ナッシュビルは皆既日食が約2分間続く絶好の観測地で、国内外から多くの観光客が訪れた。セ氏35度近い猛暑だったが、太陽が欠けると直射日光が遮られ、体感温度はぐっと下がった。太陽が完全に隠れると周囲は真っ暗に。「まるで夜みたいだ!」と大きな歓声があがった。

「2カ月以上前から楽しみにしていた」と語ったペンシルベニア州ピッツバーグ在住の大学教授マーク・スタリックさん(59)は、家族3人と車で8時間かけて訪れた。太陽が一部欠ける部分日食も全米で見られ、米CNNテレビの調査では国民の51%が日食を観測すると回答。トランプ米大統領もホワイトハウスのベランダからメラニア夫人と日食を眺めた。

米国西部のオレゴン州で観測された皆既日食(21日)=浅原敬一郎撮影

米国西部のオレゴン州で観測された皆既日食(21日)=浅原敬一郎撮影

皆既日食は月が太陽と地球の間に入り、太陽が完全に隠れて見える現象。今回は米西部オレゴン州から南部サウスカロライナ州まで14州を横切る幅70マイル(約110キロメートル)の地域で観測できた。

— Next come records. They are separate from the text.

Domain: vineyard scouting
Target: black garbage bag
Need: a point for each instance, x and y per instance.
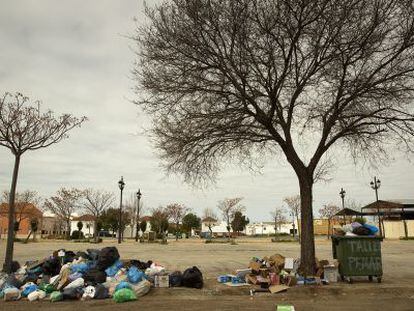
(176, 279)
(94, 276)
(51, 266)
(11, 280)
(140, 264)
(101, 292)
(361, 231)
(69, 257)
(83, 255)
(72, 293)
(15, 266)
(93, 253)
(192, 277)
(107, 257)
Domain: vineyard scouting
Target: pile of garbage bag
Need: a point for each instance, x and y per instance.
(277, 273)
(94, 274)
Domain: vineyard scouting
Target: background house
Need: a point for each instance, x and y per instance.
(24, 213)
(87, 221)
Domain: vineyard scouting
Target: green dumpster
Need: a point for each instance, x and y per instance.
(358, 256)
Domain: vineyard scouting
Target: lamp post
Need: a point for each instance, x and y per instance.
(342, 195)
(138, 199)
(121, 185)
(375, 185)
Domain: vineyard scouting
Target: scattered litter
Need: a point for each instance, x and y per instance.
(94, 274)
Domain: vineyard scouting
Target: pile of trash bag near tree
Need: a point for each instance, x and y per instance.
(94, 274)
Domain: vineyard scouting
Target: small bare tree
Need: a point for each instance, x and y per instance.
(228, 207)
(294, 206)
(244, 79)
(176, 213)
(23, 200)
(209, 219)
(95, 202)
(64, 204)
(278, 216)
(130, 206)
(328, 211)
(23, 127)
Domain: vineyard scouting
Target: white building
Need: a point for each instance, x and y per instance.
(88, 223)
(218, 228)
(268, 228)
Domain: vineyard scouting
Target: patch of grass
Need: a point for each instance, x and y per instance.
(410, 238)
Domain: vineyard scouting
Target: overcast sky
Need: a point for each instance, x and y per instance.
(74, 57)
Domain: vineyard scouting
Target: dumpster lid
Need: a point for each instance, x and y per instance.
(368, 237)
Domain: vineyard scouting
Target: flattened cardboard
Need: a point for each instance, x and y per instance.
(278, 288)
(255, 266)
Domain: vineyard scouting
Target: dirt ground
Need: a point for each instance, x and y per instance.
(396, 292)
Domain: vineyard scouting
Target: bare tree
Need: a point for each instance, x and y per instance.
(176, 213)
(278, 216)
(130, 207)
(242, 79)
(159, 221)
(294, 205)
(228, 207)
(328, 211)
(23, 201)
(24, 128)
(209, 219)
(95, 202)
(64, 204)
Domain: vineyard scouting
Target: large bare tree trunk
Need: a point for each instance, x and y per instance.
(10, 232)
(307, 242)
(68, 229)
(95, 230)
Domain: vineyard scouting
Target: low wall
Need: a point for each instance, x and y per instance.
(395, 229)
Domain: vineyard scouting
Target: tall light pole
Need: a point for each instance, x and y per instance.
(121, 185)
(342, 195)
(138, 199)
(376, 184)
(293, 223)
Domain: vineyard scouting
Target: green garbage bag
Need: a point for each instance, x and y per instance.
(124, 295)
(56, 296)
(48, 288)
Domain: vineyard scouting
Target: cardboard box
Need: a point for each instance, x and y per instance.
(289, 263)
(278, 288)
(331, 273)
(251, 279)
(162, 281)
(255, 266)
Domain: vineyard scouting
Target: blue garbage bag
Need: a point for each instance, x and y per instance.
(28, 289)
(80, 267)
(371, 228)
(112, 270)
(123, 284)
(135, 275)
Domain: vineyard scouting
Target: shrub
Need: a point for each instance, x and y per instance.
(76, 235)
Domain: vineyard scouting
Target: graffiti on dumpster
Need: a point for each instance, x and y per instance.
(364, 263)
(364, 246)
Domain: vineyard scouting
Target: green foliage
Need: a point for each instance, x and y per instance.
(79, 225)
(109, 219)
(76, 235)
(159, 220)
(34, 223)
(143, 226)
(191, 221)
(361, 220)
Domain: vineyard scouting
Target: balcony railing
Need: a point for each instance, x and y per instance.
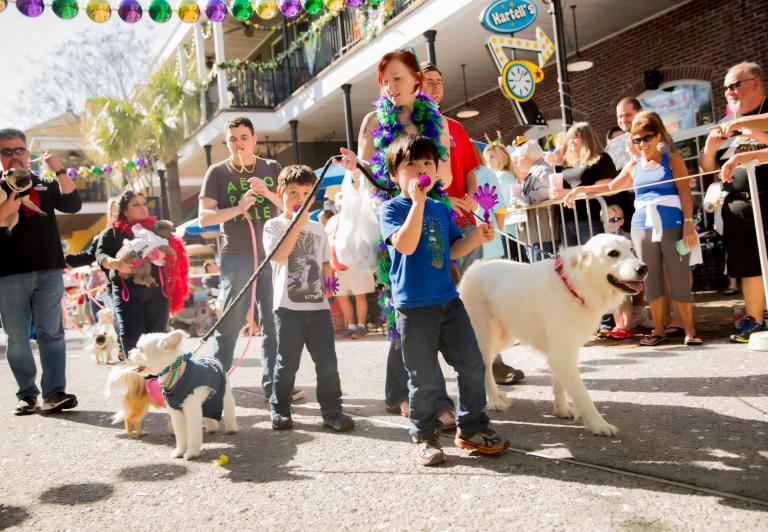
(268, 89)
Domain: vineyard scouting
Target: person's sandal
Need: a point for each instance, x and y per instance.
(693, 340)
(653, 340)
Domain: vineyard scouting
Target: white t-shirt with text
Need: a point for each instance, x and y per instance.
(298, 281)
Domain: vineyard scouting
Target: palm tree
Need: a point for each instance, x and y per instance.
(172, 104)
(155, 124)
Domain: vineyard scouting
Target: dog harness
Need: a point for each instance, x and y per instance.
(559, 271)
(206, 372)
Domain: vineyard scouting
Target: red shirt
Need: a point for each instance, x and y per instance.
(463, 160)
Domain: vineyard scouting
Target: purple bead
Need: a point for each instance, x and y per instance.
(289, 8)
(30, 8)
(129, 11)
(216, 10)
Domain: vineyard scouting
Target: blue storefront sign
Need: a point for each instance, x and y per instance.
(509, 16)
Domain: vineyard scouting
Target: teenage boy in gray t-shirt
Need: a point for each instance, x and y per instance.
(242, 183)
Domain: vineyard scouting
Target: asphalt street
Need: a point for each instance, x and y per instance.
(692, 453)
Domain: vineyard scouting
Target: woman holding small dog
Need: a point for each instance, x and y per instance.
(663, 233)
(139, 308)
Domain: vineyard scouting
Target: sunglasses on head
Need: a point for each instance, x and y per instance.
(736, 84)
(646, 138)
(7, 152)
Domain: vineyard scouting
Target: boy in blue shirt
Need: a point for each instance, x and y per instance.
(302, 312)
(422, 238)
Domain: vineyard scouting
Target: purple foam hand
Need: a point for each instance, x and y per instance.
(487, 199)
(331, 285)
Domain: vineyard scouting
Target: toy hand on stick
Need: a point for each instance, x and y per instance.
(487, 199)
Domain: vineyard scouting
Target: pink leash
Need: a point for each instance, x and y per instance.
(239, 359)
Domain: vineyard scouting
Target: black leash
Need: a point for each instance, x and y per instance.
(307, 203)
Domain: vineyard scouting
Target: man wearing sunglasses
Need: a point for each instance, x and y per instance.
(744, 90)
(31, 280)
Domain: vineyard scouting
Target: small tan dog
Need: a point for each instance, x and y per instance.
(17, 180)
(142, 272)
(131, 387)
(104, 338)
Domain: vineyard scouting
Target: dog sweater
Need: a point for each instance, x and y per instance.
(201, 372)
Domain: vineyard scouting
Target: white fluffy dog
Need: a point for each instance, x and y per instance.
(193, 388)
(555, 306)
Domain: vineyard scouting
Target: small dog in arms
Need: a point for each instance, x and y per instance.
(194, 389)
(554, 306)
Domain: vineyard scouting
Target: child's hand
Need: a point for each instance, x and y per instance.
(349, 159)
(416, 192)
(485, 232)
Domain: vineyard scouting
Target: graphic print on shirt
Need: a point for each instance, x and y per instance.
(238, 187)
(304, 272)
(433, 231)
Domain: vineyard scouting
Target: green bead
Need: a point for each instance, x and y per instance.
(65, 9)
(242, 9)
(160, 11)
(313, 7)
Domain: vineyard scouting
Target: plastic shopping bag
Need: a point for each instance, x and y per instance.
(358, 231)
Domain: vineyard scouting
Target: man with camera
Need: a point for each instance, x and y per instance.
(31, 281)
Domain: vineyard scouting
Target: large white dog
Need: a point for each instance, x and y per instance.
(193, 388)
(554, 306)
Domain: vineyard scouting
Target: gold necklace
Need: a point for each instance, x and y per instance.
(243, 168)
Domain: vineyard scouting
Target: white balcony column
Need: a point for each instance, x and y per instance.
(201, 70)
(218, 46)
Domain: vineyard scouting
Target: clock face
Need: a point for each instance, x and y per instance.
(517, 80)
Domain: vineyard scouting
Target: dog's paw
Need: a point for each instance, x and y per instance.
(601, 427)
(565, 411)
(177, 453)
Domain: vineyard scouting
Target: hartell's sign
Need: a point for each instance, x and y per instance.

日本からも多くの観光客が訪れた。日本のツアーに同行した宇宙飛行士の山崎直子さんは「感動した。将来は日食を見る宇宙旅行も増えると思う」と語った。6回目の観測という国立天文台の縣秀彦准教授は「大気の厚みが薄く、コロナがはっきり見えた。忘れがたい日食だった」と話した。

日本で次の皆既日食は2035年9月2日に能登半島から茨城、千葉県にかけての一部地域。自分の住んでいる場所で運良く皆既日食が起きる確率は375年に1回とされ、日本でも日食フィーバーが起きそうだ。